Когда слабость сломила их, они легли бок о бок и, глядя в потолок, умерли в один и тот же миг, по ту сторону стены.
Пока Флэй в глуши пустых своих зал размышлял о пережитом потрясении и томился мыслями о необъяснимой его природе, уже оправившийся после болезни Стирпайк, не теряя времени даром, осваивался на посту Распорядителя Ритуала. Он не питал никаких иллюзий насчет того, что скажут обитатели замка, когда поймут, наконец, что он отнюдь не намерен остаться лишь временным исполнителем этих обязанностей. То, что он не стар, не приходится Баркентину сыном, не принадлежит ни к одной из признанных школ толкователей принципа, вообще не имеет права притязать на этот титул, если не считать того, что он – единственный ученик утопшего калеки и достаточно умен для исполнения тягостного его долга, ни в коей мере не обращало Стирпайка в приемлемого соискателя должности старика.
Да и физически он больше никакой привлекательностью похвастаться не мог. Его приподнятые плечи, вечная бледность, красные глаза и раньше-то мало кого могли расположить к дружеским с ним отношениям – в предположении, что Стирпайк стал бы искать таковых. А уж теперь оснований сторониться его стало куда больше – даже у общества, ни в грош красоту не ставящего.
Ожоги обезобразили лицо, шею и руки Стирпайка уже навсегда. Только могильные черви и могли бы устранить их следы. Лицо выглядело пегим – набрякшая багровая ткань покрыла воспаленными узорами восковую бледность кожи. Кисти рук были алы и шелковисты, складки и морщинки их походили на обезьяньи.
И все же Стирпайк знал, что хоть он и внушает окружающим естественное отвращение, причину его безобразия ставят ему в заслугу. Разве не рисковал он (насколько то было известно замку) жизнью, пытаясь спасти потомственного Распорядителя? Разве не пережил беспамятство и безумную боль оттого, что ему хватило отваги попытаться вырвать из объятий смерти человека, бывшего краеугольным камнем традиции Горменгаста? Кто же, в таком случае, вправе поставить ему в вину сатанинское его обличие?
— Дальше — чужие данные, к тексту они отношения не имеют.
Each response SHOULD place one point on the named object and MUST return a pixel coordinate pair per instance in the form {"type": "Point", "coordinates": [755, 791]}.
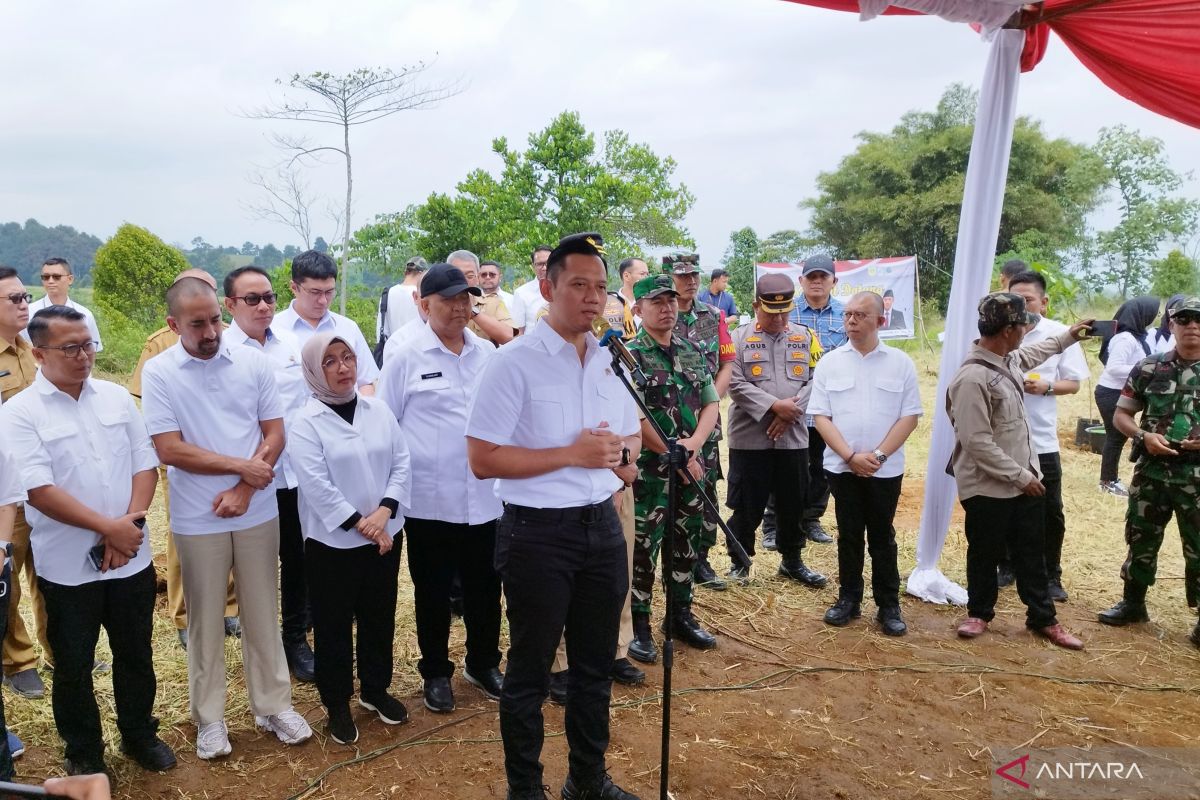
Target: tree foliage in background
{"type": "Point", "coordinates": [1135, 167]}
{"type": "Point", "coordinates": [900, 193]}
{"type": "Point", "coordinates": [563, 182]}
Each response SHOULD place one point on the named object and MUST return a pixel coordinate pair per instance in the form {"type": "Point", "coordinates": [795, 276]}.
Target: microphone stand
{"type": "Point", "coordinates": [677, 468]}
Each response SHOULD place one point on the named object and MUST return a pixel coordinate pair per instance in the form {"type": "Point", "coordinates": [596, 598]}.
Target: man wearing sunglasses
{"type": "Point", "coordinates": [17, 367]}
{"type": "Point", "coordinates": [57, 280]}
{"type": "Point", "coordinates": [251, 302]}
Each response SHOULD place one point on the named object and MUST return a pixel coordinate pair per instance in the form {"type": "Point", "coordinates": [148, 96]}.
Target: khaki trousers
{"type": "Point", "coordinates": [625, 511]}
{"type": "Point", "coordinates": [253, 555]}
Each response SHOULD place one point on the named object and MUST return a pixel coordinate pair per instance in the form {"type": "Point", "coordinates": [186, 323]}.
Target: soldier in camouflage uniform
{"type": "Point", "coordinates": [1165, 388]}
{"type": "Point", "coordinates": [681, 397]}
{"type": "Point", "coordinates": [705, 326]}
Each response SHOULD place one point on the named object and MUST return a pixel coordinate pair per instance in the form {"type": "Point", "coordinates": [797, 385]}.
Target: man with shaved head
{"type": "Point", "coordinates": [162, 340]}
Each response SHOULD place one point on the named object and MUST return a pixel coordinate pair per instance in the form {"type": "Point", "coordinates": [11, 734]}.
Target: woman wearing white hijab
{"type": "Point", "coordinates": [353, 473]}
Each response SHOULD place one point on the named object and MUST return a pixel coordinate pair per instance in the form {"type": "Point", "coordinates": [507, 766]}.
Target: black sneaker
{"type": "Point", "coordinates": [390, 710]}
{"type": "Point", "coordinates": [153, 756]}
{"type": "Point", "coordinates": [341, 725]}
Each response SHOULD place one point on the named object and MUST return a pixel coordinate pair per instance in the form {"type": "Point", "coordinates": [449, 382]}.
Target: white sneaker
{"type": "Point", "coordinates": [213, 741]}
{"type": "Point", "coordinates": [288, 726]}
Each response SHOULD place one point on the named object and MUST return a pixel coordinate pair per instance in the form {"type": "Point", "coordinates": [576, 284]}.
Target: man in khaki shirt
{"type": "Point", "coordinates": [17, 371]}
{"type": "Point", "coordinates": [163, 340]}
{"type": "Point", "coordinates": [995, 464]}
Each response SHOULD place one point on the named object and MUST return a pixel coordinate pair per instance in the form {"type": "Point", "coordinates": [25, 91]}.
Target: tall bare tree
{"type": "Point", "coordinates": [346, 101]}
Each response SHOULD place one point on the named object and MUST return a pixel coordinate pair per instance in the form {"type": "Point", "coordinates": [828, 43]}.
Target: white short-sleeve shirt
{"type": "Point", "coordinates": [90, 449]}
{"type": "Point", "coordinates": [291, 322]}
{"type": "Point", "coordinates": [1043, 410]}
{"type": "Point", "coordinates": [864, 396]}
{"type": "Point", "coordinates": [535, 394]}
{"type": "Point", "coordinates": [430, 390]}
{"type": "Point", "coordinates": [216, 404]}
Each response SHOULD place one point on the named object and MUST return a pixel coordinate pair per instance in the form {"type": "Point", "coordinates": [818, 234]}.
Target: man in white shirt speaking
{"type": "Point", "coordinates": [216, 420]}
{"type": "Point", "coordinates": [865, 405]}
{"type": "Point", "coordinates": [90, 471]}
{"type": "Point", "coordinates": [451, 521]}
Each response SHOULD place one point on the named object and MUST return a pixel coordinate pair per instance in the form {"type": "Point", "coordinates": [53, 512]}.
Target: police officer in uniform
{"type": "Point", "coordinates": [1165, 388]}
{"type": "Point", "coordinates": [705, 326]}
{"type": "Point", "coordinates": [681, 397]}
{"type": "Point", "coordinates": [768, 438]}
{"type": "Point", "coordinates": [553, 422]}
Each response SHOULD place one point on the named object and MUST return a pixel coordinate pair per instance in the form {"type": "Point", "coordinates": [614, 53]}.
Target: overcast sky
{"type": "Point", "coordinates": [127, 109]}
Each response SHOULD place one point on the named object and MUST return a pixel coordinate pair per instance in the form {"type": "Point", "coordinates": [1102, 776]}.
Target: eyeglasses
{"type": "Point", "coordinates": [349, 360]}
{"type": "Point", "coordinates": [71, 350]}
{"type": "Point", "coordinates": [255, 299]}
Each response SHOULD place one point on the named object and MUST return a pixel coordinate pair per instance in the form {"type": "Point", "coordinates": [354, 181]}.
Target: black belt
{"type": "Point", "coordinates": [587, 515]}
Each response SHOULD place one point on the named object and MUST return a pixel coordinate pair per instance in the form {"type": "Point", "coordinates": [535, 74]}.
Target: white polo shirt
{"type": "Point", "coordinates": [1069, 365]}
{"type": "Point", "coordinates": [216, 404]}
{"type": "Point", "coordinates": [430, 389]}
{"type": "Point", "coordinates": [345, 468]}
{"type": "Point", "coordinates": [864, 396]}
{"type": "Point", "coordinates": [91, 450]}
{"type": "Point", "coordinates": [535, 394]}
{"type": "Point", "coordinates": [88, 317]}
{"type": "Point", "coordinates": [283, 350]}
{"type": "Point", "coordinates": [291, 322]}
{"type": "Point", "coordinates": [528, 306]}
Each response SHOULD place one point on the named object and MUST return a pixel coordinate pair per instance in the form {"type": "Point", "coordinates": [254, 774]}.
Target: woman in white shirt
{"type": "Point", "coordinates": [1120, 354]}
{"type": "Point", "coordinates": [353, 473]}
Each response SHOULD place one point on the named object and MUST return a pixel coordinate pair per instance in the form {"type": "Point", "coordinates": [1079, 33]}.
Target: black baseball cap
{"type": "Point", "coordinates": [447, 281]}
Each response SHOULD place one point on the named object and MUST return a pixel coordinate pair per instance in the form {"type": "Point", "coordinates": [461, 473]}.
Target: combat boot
{"type": "Point", "coordinates": [1131, 608]}
{"type": "Point", "coordinates": [642, 647]}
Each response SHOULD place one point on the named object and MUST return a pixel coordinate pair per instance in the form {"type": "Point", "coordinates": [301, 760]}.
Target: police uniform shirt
{"type": "Point", "coordinates": [217, 404]}
{"type": "Point", "coordinates": [767, 368]}
{"type": "Point", "coordinates": [291, 322]}
{"type": "Point", "coordinates": [864, 396]}
{"type": "Point", "coordinates": [429, 389]}
{"type": "Point", "coordinates": [90, 449]}
{"type": "Point", "coordinates": [347, 468]}
{"type": "Point", "coordinates": [535, 394]}
{"type": "Point", "coordinates": [285, 353]}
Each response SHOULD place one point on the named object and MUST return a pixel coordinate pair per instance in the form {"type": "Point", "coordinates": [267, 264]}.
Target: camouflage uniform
{"type": "Point", "coordinates": [1167, 390]}
{"type": "Point", "coordinates": [677, 388]}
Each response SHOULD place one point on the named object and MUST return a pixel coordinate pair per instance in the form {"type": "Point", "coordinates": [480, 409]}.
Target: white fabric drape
{"type": "Point", "coordinates": [983, 199]}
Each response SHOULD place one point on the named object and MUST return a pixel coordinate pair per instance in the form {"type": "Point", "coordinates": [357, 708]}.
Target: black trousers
{"type": "Point", "coordinates": [990, 524]}
{"type": "Point", "coordinates": [348, 588]}
{"type": "Point", "coordinates": [865, 509]}
{"type": "Point", "coordinates": [561, 567]}
{"type": "Point", "coordinates": [756, 475]}
{"type": "Point", "coordinates": [1114, 440]}
{"type": "Point", "coordinates": [293, 587]}
{"type": "Point", "coordinates": [817, 498]}
{"type": "Point", "coordinates": [124, 607]}
{"type": "Point", "coordinates": [436, 552]}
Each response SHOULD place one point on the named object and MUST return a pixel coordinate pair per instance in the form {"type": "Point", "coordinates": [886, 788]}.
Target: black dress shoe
{"type": "Point", "coordinates": [891, 621]}
{"type": "Point", "coordinates": [601, 788]}
{"type": "Point", "coordinates": [438, 695]}
{"type": "Point", "coordinates": [625, 673]}
{"type": "Point", "coordinates": [490, 681]}
{"type": "Point", "coordinates": [795, 570]}
{"type": "Point", "coordinates": [841, 612]}
{"type": "Point", "coordinates": [558, 687]}
{"type": "Point", "coordinates": [685, 629]}
{"type": "Point", "coordinates": [301, 662]}
{"type": "Point", "coordinates": [153, 756]}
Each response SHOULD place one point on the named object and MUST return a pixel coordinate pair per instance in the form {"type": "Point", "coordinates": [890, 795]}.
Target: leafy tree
{"type": "Point", "coordinates": [1137, 168]}
{"type": "Point", "coordinates": [1176, 274]}
{"type": "Point", "coordinates": [900, 193]}
{"type": "Point", "coordinates": [133, 271]}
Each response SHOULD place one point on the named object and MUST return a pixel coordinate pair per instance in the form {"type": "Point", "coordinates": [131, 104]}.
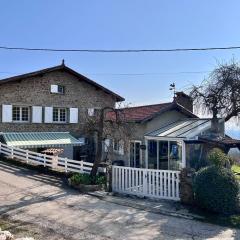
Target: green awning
{"type": "Point", "coordinates": [40, 139]}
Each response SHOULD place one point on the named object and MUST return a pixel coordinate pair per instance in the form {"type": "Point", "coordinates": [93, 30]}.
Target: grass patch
{"type": "Point", "coordinates": [236, 170]}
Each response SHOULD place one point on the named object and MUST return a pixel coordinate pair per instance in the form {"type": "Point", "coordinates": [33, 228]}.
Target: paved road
{"type": "Point", "coordinates": [57, 212]}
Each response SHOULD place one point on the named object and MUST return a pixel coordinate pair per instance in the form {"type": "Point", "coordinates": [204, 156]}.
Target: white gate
{"type": "Point", "coordinates": [162, 184]}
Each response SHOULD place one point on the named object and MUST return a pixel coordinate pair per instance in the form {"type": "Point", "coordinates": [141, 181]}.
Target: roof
{"type": "Point", "coordinates": [148, 112]}
{"type": "Point", "coordinates": [222, 141]}
{"type": "Point", "coordinates": [39, 139]}
{"type": "Point", "coordinates": [62, 67]}
{"type": "Point", "coordinates": [186, 128]}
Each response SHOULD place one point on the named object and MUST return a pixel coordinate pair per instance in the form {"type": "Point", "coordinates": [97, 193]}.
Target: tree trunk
{"type": "Point", "coordinates": [215, 126]}
{"type": "Point", "coordinates": [99, 146]}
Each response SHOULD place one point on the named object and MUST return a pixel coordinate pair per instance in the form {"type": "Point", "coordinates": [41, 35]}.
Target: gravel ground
{"type": "Point", "coordinates": [43, 207]}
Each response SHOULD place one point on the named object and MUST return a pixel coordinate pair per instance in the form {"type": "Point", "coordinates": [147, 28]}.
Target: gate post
{"type": "Point", "coordinates": [144, 181]}
{"type": "Point", "coordinates": [186, 185]}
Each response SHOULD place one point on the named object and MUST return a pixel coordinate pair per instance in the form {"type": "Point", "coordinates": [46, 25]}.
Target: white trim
{"type": "Point", "coordinates": [164, 138]}
{"type": "Point", "coordinates": [6, 113]}
{"type": "Point", "coordinates": [183, 162]}
{"type": "Point", "coordinates": [36, 114]}
{"type": "Point", "coordinates": [58, 110]}
{"type": "Point", "coordinates": [48, 114]}
{"type": "Point", "coordinates": [73, 118]}
{"type": "Point", "coordinates": [140, 151]}
{"type": "Point", "coordinates": [20, 114]}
А сверх того, он понимал, что, каких бы предубеждений ни питали против него недруги, в конечном счете выбор у них только один – смириться с ним, несмотря на его ожоги, происхождение и бездоказательные слухи, каковые, Стирпайк это знал, циркулируют по замку, – смириться, по той простой причине, что нет больше никого, владеющего всеми необходимыми знаниями. Баркентин никому, кроме него, тайн своих не поверял. Даже тома с перекрестными ссылками оставались непостижимыми и для самых умных людей, если их предварительно не натаскивали, знакомя с используемыми в этих томах символами. У Стирпайка ушел целый год на то, чтобы разобраться в одном лишь принципе организации библиотеки – и это под раздраженным руководством Баркентина.